Uno de los recuerdos que conservo —y atesoro— como el más poderoso es el de haber estado a hombros de alguien en la ruta 38 de Cruz del Eje —probablemente mi abuelo Florián—, mientras las increíblemente ruidosas cupecitas de algún Gran Premio paraban para el control de paso por la ciudad.
Supongo que me aterrorizaban, con el tremendo rugido de aquellos motores V8 sin silenciador —yo no podía tener entonces más de dos o tres años—. Pero aquellas fieras, sucias y abolladas, no mordían. Yo veía cómo los mayores se arremolinaban a su alrededor y las trataban como a dioses. Mientras, yo seguía a hombros, a salvo. De algún modo, creo que con eso se aseguraron mi fidelidad más rotunda. Si no me comían, quería decir entonces que me debían emocionar. Como la música. Profundamente.
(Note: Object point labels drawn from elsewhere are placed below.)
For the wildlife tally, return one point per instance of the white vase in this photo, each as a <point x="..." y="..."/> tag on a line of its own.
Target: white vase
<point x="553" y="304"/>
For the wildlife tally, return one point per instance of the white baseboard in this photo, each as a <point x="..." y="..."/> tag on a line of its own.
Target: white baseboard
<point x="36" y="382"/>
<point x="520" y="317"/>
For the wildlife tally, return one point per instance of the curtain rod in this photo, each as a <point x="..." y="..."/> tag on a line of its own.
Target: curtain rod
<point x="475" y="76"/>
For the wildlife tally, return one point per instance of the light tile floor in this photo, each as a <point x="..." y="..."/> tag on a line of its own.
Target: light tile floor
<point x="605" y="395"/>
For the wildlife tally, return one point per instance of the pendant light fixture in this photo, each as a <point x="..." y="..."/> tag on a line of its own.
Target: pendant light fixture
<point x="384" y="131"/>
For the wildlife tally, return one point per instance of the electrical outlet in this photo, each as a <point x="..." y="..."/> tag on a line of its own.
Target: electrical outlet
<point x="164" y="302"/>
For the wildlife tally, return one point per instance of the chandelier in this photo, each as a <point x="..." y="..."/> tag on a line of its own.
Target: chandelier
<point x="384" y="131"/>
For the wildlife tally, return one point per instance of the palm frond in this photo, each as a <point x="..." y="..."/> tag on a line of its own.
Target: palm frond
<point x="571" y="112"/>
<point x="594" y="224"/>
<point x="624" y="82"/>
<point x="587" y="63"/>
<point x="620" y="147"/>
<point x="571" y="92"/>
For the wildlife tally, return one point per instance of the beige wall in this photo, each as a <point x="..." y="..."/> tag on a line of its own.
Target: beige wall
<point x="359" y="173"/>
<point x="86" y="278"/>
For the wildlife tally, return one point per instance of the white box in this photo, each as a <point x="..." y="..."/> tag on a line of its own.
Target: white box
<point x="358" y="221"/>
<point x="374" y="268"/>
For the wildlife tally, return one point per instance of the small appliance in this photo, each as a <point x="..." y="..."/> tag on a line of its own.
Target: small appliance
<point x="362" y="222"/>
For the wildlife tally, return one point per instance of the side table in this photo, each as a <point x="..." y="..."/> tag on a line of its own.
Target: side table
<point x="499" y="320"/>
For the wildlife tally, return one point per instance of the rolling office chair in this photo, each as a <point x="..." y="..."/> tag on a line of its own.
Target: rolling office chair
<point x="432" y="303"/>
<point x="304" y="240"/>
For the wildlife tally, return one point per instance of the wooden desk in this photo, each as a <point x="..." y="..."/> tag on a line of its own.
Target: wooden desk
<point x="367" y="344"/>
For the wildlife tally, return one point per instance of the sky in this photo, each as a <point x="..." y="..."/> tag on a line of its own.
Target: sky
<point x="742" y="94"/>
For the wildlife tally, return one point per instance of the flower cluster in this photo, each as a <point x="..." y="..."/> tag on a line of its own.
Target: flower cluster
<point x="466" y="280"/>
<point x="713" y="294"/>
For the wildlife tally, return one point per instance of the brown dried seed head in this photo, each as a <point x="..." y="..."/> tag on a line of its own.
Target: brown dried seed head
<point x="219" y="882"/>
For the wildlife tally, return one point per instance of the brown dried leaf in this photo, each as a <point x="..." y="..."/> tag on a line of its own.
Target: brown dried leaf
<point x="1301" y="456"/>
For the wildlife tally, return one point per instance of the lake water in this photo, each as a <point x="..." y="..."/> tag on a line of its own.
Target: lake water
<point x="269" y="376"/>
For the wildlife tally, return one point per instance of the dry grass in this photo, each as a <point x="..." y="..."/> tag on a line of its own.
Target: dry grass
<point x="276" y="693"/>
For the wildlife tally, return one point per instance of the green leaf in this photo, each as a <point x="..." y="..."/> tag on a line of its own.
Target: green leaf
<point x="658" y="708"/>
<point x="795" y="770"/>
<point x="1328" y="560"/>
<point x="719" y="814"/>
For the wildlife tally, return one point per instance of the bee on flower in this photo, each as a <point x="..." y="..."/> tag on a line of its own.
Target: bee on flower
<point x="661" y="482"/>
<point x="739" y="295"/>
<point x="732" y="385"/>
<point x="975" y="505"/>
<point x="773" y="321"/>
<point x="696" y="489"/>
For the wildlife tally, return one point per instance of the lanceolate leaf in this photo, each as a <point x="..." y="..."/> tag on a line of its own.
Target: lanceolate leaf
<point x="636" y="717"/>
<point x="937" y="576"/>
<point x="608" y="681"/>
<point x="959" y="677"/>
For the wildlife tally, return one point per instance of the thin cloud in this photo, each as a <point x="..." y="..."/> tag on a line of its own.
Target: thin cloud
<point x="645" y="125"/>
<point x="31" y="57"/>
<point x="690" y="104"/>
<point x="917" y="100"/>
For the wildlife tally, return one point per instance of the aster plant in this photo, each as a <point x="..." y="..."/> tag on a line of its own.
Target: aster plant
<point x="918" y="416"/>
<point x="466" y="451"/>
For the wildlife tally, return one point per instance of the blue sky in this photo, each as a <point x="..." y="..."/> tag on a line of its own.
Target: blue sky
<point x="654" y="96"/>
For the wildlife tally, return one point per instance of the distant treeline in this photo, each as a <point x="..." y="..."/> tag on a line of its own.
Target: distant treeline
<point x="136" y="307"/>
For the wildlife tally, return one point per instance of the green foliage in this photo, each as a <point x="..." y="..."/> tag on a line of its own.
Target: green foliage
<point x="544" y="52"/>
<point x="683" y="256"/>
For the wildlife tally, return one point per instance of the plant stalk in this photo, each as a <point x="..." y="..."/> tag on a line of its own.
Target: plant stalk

Años después, dos accidentes de tráfico con mi familia, uno de ellos bastante grave, acabaron por vacunarme contra el miedo a los coches. Así que conservo el recuerdo de mucha gente de mi ciudad asociado al coche que llevaban. Y, por lo que a mí respecta, aprendí a conducir en un dos caballos a los nueve años. Imagínense, mi hermano César, con once, era mi profesor. Es natural que esa cabra fea y orejona, el Citröen 2CV, sea para mí como un perro fiel al que se recuerda y quiere para toda la vida. Tiernamente.
Como adolescente aficionado, colaboré en la Organización de rallyes y eventos en Escudería Carballiño y Escudería Ourense muchos años. Algo mayor, fui tesorero de la Federación Galega y —cómo no— corrí en rallies en Andalucía, celebrando mis treinta años. Cubría para Onda Cero el perdido —que no enterrado— Rallye de la Comarca de Antequera, en tres de sus ediciones.
Asimismo, fue un lujo que me invitaran a estar en el podio cuando el Dakar pasó por Antequera, entrevistando a mis idolatrados Serviá, Kankkunnen, Vatanen o Schlesser.
Hasta el dibujo que ven en la portada es mío y cuelga de la pared de mi casa desde hace veinte años. En fin. Se trata, como ven, de una pasión que nunca perdí y ojalá nunca pierda.
Solamente me faltaba abordar el tema como cuentacuentos.
Quisiera que éste fuera mi homenaje rendido al automovilismo, a cuyo altar asistieron parroquianos destacados como Juan Manuel Fangio. O escritores como Roberto Baricco, que ya lo han hecho con más éxito que este profe de inglés.
No voy a hacerles perder más tiempo, contándoles cosas de Fangio u otros pilotos. Pero sí encontrarán algún párrafo que otro donde intento volcar mi devoción hacia él y hacia su aportación al dominio de nuestros caballos del siglo veinte.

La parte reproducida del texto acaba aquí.